Cricket World Cup 2011
Sachin heaps praise on Kirsten
Gary Kirsten (Gallo)
Mumbai – A few South Africans finally held cricket’s World Cup aloft on Thursday, even if it was in the light-blue of India.
Gary Kirsten, outgoing coach of India, and his two South African assistants, Eric Simons and Paddy Upton, are considered three of the main reasons why India were able to break their World Cup drought of 28 years.
India beat Sri Lanka by six wickets in the final at the Wankhede Stadium on Saturday.
The match was Kirsten’s final one in charge of the Indian team, which he inherited in 2007 from Australian Greg Chappell.
The former opening batsman, who represented South Africa in more than 100 Tests and one-day internationals, has already said that he will not stay on and will return to South Africa with his family.
Simons, who previously coached the Proteas and has been assisting with the coaching of India’s bowling attack, and Upton, the team psychologist, will also return to South Africa.
“I am completely speechless and for the first time in many years I don’t know how to express myself,” Indian batting maestro Sachin Tendulkar said after the match.
“Gary and the rest of the coaching team deserve all the credit because they started preparing us for this a year ago. They made an enormous difference to the team and we will miss each one of them a lot.”

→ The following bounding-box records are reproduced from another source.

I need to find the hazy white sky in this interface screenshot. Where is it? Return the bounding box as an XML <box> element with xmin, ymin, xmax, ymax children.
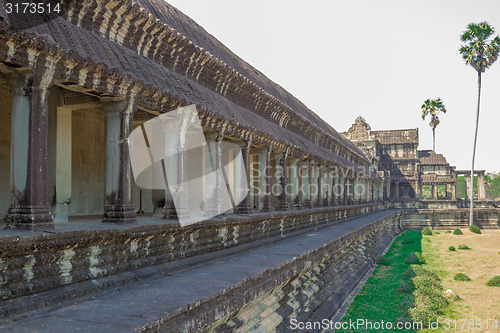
<box><xmin>167</xmin><ymin>0</ymin><xmax>500</xmax><ymax>171</ymax></box>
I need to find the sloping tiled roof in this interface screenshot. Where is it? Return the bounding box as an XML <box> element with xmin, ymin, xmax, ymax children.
<box><xmin>418</xmin><ymin>150</ymin><xmax>448</xmax><ymax>165</ymax></box>
<box><xmin>371</xmin><ymin>128</ymin><xmax>418</xmax><ymax>144</ymax></box>
<box><xmin>0</xmin><ymin>0</ymin><xmax>376</xmax><ymax>172</ymax></box>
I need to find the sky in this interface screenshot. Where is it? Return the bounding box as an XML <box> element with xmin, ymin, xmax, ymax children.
<box><xmin>167</xmin><ymin>0</ymin><xmax>500</xmax><ymax>171</ymax></box>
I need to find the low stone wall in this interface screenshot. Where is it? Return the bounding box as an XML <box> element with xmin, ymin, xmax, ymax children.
<box><xmin>401</xmin><ymin>208</ymin><xmax>500</xmax><ymax>230</ymax></box>
<box><xmin>142</xmin><ymin>214</ymin><xmax>401</xmax><ymax>332</ymax></box>
<box><xmin>0</xmin><ymin>204</ymin><xmax>384</xmax><ymax>308</ymax></box>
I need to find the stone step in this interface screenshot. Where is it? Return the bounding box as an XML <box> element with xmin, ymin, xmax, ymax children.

According to Tendulkar, who made the last of his 45 World Cup appearances on Saturday, the final was the highlight of his career that has spanned more than two decades.
“This is without a doubt the best moment of my life because I have been waiting for it for so long,” he said.
“I have been dreaming about holding the World Cup for the past 22 years, but it never became a reality. The feeling was worth the wait and I could not help but shed a tear.”
Tendulkar, who is cricket’s leading runs scorer, had been part of five unsuccessful World Cup campaigns prior to the final.
“My biggest dream has always been to win the World Cup, but there were times that it looked as if it would never happen,” he said.
“Fortunately the coaching staff and team got it right this time. The trophy is not just for the 15 players and the coaching staff in the dressing room, but for the entire country.”
Upton, who is one of South Africa’s most respected sports psychologists, said that the success had not come overnight.
“Gary, Eric and I asked ourselves a year ago whether we were ready to win the World Cup,” he said.
“We already believed then that we had the team, talent and skills. However, we weren’t ready from a mental perspective.”
The South African trio then put their shoulders to the wheel.
Even so, it was not always easy under the pressure of so many fanatical supporters, Upton said on Saturday night.
“There were many challenges, but we just kept talking about when, and not if, we would win the cup. It was really satisfying to be able to look at one another in the dressing room afterwards and say: we have done it.”
Cricket South Africa chief executive Gerald Majola was also full of praise for the 43-year-old Kirsten, who until recently has been viewed as one of the favourites to take over from Corrie van Zyl as Proteas coach.
“We are very proud of the important role that Gary, who is one of our cricketing heroes, played in India’s triumph,” said Majola.